Donde menos se sospeche, discurre la vida como el agua buena del río. Hay puntos de la geografía a los que arriba el viajero como si hubiese realizado un hallazgo, y en ellos puede estar plantada, con pasmosa quietud y sencillez, una casita donde la familia que está adentro tiene, como cualquier otra de este mundo, las grandes y pequeñas obsesiones del día a día.
En la Sierra Maestra, al oriente de la Isla, muchos cubanos bordan sus suertes mientras llenan un hogar que puede estar apostado en un recodo, o en un espacio abierto, o al pie de tupidos montes verdes. Allí reina el aroma de la madera, de las raíces húmedas, de un café sin competencia posible.

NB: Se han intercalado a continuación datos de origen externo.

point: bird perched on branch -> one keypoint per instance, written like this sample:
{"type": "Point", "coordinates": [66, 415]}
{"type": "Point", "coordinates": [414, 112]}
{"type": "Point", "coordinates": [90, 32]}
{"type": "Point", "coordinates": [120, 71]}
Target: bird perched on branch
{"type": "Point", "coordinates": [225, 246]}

El sol allí es un reloj que va marcando el paso del día con los tonos de la luz; y las voces humanas pueden llegar lejos sin que las detenga una pared moderna, una nube de apuros, un bocinazo, un mareo perpetuo de ciudad.
Aunque veamos en nuestro paso por las montañas a una familia sola, que parece estar aislada, no nos engañemos. Hay una red no tan fácilmente visible, gracias a la cual todo fluye: el ir y venir de los niños, la alimentación oportuna, el cuidado de la salud, el nacimiento y la muerte, la fiesta, el contar historias, el reposo de las telas al sol, las jornadas donde todo tiene su momento y orden.
No son casitas pintadas por un niño travieso, sino hogares llenos de sutilezas, costumbres, conocimientos y orgullo. Espacios donde el anfitrión abre sus brazos, y entonces podemos ser nosotros los extraños que provoquemos esta interrogante: «Y ellos, ¿cómo viven?»